Dopo la maratona di New York, sudata, stanca, ansiosa ed affannata, mi ritrovo faccia a faccia con l'imponente palazzone a vetri che ora è eretto davanti ai miei occhi. Tiro solamente una rapita e distratta occhiata in alto, forse per rendermi conto di essere davvero li e prontamente decido di entrare; le porte automatiche a vetri si aprono in mia presenza.

Entrando, rimango sulla soglia immobile e a bocca aperta, meravigliata dalla bellezza di quell'ampio, spazioso, pittoresco salone moderno e luminosissimo; è pieno zeppo di quadri contemporanei e di foto con tantissimi personaggi famosi dello spettacolo e della musica posti molto ordinatamente sulle pareti. Riconosco una vecchia foto di Harry Styles e vado in estasi, non riesco ancora a credere ai miei occhi, ma sono intimorita da tutto questo che si sta realizzando. Adesso, dopo aver capito di essere entrata a far parte di un mondo del quale avevo aspirato tanto, ne ho una grande paura, terrore di non esserne in grado, di non esserne all'altezza.

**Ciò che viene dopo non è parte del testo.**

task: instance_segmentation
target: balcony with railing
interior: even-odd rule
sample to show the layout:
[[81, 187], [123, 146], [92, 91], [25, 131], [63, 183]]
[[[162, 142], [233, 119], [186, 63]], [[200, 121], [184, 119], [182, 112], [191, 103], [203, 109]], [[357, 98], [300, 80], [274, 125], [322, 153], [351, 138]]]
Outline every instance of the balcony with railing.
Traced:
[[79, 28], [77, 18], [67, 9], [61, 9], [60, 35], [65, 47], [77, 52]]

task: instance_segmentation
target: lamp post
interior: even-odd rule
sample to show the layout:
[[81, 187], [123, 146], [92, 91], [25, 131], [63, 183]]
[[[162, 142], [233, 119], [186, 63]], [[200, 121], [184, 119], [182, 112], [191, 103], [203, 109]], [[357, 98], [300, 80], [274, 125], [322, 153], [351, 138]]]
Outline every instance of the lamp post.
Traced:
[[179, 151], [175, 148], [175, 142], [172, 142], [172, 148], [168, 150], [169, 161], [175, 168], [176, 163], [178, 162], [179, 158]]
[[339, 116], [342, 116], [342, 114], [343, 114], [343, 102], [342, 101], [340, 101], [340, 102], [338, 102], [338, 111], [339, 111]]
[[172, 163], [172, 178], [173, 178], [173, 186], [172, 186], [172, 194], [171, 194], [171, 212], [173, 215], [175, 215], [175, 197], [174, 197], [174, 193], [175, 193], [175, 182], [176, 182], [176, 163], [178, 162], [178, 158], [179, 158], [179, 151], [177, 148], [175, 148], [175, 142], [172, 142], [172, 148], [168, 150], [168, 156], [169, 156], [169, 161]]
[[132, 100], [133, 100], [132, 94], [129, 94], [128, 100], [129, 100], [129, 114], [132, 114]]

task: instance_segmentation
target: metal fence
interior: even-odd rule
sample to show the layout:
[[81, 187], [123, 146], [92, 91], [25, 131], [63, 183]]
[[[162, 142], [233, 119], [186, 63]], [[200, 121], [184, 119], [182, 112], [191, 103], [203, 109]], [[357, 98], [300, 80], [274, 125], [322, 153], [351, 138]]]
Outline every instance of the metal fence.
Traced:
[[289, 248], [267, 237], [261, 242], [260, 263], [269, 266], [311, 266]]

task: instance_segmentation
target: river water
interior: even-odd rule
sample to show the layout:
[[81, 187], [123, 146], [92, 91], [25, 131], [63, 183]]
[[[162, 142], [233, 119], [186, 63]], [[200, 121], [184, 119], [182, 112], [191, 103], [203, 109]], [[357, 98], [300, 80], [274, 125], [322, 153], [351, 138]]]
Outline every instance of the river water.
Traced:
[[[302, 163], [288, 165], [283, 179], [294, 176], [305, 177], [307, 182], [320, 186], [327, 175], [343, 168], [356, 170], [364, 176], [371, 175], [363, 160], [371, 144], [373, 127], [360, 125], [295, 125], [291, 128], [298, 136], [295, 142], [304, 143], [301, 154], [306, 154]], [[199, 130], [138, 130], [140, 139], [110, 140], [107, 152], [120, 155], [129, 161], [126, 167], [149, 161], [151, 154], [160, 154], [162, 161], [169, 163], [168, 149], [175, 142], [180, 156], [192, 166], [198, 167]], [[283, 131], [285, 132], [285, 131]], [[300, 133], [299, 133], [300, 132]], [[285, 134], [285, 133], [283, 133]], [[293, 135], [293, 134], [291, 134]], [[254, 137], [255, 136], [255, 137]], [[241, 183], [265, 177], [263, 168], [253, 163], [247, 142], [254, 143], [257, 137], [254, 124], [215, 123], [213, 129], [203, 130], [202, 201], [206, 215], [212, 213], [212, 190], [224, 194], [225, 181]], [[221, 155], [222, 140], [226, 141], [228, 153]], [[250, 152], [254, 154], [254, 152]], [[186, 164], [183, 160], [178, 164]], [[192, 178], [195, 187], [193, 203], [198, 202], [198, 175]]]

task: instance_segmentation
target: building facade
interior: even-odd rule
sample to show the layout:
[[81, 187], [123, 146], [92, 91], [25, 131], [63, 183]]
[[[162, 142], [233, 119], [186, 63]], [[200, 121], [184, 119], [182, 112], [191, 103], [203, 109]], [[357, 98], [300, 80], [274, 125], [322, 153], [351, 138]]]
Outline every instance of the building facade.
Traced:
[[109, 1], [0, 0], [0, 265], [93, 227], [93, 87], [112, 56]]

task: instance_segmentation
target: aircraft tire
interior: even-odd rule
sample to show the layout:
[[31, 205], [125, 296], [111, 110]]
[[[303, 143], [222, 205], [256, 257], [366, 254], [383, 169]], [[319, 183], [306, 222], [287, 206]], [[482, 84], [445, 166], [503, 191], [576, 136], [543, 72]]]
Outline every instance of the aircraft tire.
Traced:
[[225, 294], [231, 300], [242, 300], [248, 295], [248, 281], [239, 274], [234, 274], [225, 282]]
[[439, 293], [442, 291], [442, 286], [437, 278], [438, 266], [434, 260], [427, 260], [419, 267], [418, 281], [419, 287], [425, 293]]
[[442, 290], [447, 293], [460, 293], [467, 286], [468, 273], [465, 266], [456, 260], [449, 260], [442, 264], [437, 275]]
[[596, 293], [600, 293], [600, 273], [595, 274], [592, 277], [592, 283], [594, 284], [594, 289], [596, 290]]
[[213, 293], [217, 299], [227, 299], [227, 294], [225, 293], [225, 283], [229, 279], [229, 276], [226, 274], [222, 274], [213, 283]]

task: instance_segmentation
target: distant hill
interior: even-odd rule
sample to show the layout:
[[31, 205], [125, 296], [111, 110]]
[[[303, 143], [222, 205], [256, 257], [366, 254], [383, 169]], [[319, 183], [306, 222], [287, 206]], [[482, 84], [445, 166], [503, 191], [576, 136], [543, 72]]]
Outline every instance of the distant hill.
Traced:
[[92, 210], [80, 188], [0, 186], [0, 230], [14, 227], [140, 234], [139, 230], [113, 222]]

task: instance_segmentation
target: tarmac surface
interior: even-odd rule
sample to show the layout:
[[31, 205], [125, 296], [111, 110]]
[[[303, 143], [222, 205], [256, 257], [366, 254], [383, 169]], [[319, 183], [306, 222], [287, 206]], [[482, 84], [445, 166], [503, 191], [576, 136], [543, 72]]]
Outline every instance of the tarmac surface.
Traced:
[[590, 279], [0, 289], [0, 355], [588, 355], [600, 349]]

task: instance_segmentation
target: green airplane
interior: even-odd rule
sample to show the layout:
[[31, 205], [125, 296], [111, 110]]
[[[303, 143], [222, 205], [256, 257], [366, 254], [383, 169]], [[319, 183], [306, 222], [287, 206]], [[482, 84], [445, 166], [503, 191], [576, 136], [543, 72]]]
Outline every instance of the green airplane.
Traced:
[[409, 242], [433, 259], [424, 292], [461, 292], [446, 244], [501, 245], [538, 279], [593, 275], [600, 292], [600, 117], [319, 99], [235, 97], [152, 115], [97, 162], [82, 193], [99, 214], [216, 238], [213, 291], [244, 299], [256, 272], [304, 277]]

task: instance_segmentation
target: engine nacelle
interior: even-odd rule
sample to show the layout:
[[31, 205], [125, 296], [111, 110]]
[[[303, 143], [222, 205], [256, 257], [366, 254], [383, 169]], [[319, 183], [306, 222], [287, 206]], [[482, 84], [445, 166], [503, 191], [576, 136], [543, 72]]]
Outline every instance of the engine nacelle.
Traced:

Tutt'intorno regna un silenzio assurdamente professionale che sembra di star immersa sott'acqua dopo il bagno di folla impazzita lasciata dietro di me.

Dei dirigenti, vestiti accuratamente nei loro abiti formali, laccati e profumati, camminano a passo calmo non facendo caso alla mia presenza, non mi degnano di uno sguardo, anzi risulto essere un fantasma e forse ciò mi rende un po' più tranquilla ma probabilmente è un piccolo effetto placebo.

A passo indeciso, mi dirigo al centro del salone e andando oltre, percorro uno dei tanti lunghi corridoi principali dirigendomi verso l'ufficio informazioni.

Davanti al vetro dell'ufficio, che ha posto al centro in basso un oblò per poter comunicare, mi do una leggera e veloce scrollata alla gonna ed inizio a tamburellare nervosamente con le dita di una mano sul grigio davanzale di quell'area di sosta, cercando distrattamente con lo sguardo qualcuno ed in attesa che qualche buona anima venga al centro del vetro, mi veda e mi dica qualcosa di utile. Ci sono solamente io, un oblò ed alcune sedie vuote dietro di me.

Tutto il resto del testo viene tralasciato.